Saleem H. Ali is Blue and Gold Distinguished Professor of Energy and the Environment at the University of Delaware (USA) and a Professorial Research Fellow at the University of Queensland, Australia. He is also a Senior Fellow at Columbia University's Center on Sustainable Enterprise. Dr. Ali is a National Geographic Emerging Explorer for 2010 and World Economic Forum "Young Global Leader" (2011). His books include "Environmental Diplomacy" (with Lawrence Susskind, Oxford Univ. Press) and "Treasures of the Earth: Need, Greed and a Sustainable Future" (Yale University Press). He can be followed on Twitter @saleem_ali.
  • Steve Wallis

    i, for one, believe that it is possible to reach a Star Trek version of the future instead of some dystopian alternative. To do so, however, will require conscious and careful effort. A peaceful and productive society will not emerge by accident. Just as transporter technology must be purposefully invented – it won’t beam in by itself.

    Two heterodox efforts are underway that seem to hold promise. One is to measure the level of logic existing within laws and policies. And, of course, to encourage the development of laws and policies that are more logical;

    The other effort is aimed at encouraging a scientific approach to making laws.

    These organizations are dedicated to developing specific tools, methods, and practices for improving governance on our planet. Here, we go beyond complaining about the present system and beyond wishful thinking. Now that we have the tools, lets get to work and create the future.



  • Jim Cornell

    I appreciate Saleem Ali’s fascination with Star Trek’s vision for our future Earth; but I disagree that Earth’s shift to planetary governance will be triggered (if ever) by the type of Star Trek event he singled out:

    Mr. Ali states that global governance only becomes possible/desirable if the planet is faced with an ‘external threat’. He cites “Star Trek: First Contact”, in which Mr. Spok’s Vulcan ancestors first visited Earth following Zefram Cochrane’s invention and initial testing of Earth’s first Warp Drive.

    But the Vulcans did NOT* threaten Earth! In fact, “Star Trek: Enterprise”, the TV prequel to Star Trek, regularly references the 100 years the Vulcans spent after that First Contact, helping Earthlings perfect Warp Drive so they could pursue interstellar travel safely and with greater speed.

    “Star Trek: First Contact” did indeed document an external threat to Earth: The Borg had travelled from a more distant future (pursued by Jean-Luc Picard’s future Enterprise) back to exactly Zefram Cohrane’s time, in order thwart the Vulcans’ First Contact, sabotage Earth’s future space exploration and cripple Earth’s future economy – But no one on Earth was aware of this threat except for Jean-Luc’s team – and that Enterprise crew went ‘back to the future’ at the end of the movie, after defeating the Borg, without telling anyone from Cochrane’s era about the Borg threat.

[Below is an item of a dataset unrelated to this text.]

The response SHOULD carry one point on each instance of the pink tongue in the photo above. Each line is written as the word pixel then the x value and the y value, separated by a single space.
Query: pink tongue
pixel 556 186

    In fact, “Star Trek: Enterprise” documents a RECOGNIZED* threat: The Zindi tested a space weapon on Earth shortly after the launch of the first Enterprise starship, incinerating an 1,800-mile-long, half-mile-wide swath from central Florida to South America (and killing millions of Earthlings along the way). That DEFINITELY* got Earth’s attention!

    But the Zindi fired their weapon more than 100 years after the Vulcans’ First Contact! I don’t think the “Star Trek: Enterprise” series makes it clear whether Earth opted for a planetary government as a RESULT* of the Zindi threat or had already ‘gone global’.

    So unless I missed an episode or two (quite possible, over the decades), the jury is still out on what will induce Earth to shift to planetary governance.

    Best Regards,

    Jim Cornell
    *[Sorry for the use of ALL-CAPS. Your “Comment” Section does not permit the use of underscoring – I would have underscored if I could]

  • Sara McCarthy

    Thank you Leonard Nimoy a.k.a. Mr. Spock

  • @Jim Cornell – I simplified the narrative for the article and have made a few edits accordingly. The First Contact with Vulcans in the broader star trek narrative made humans realize their place in the universe and larger threats were noted such as the darker civilizational cousins of the Vulcans — the Romulans. In the latest timeline presented in the 2009 film, Vulcan is destroyed in 2258 by the deranged Romulan Nero – adding to the threat imperative.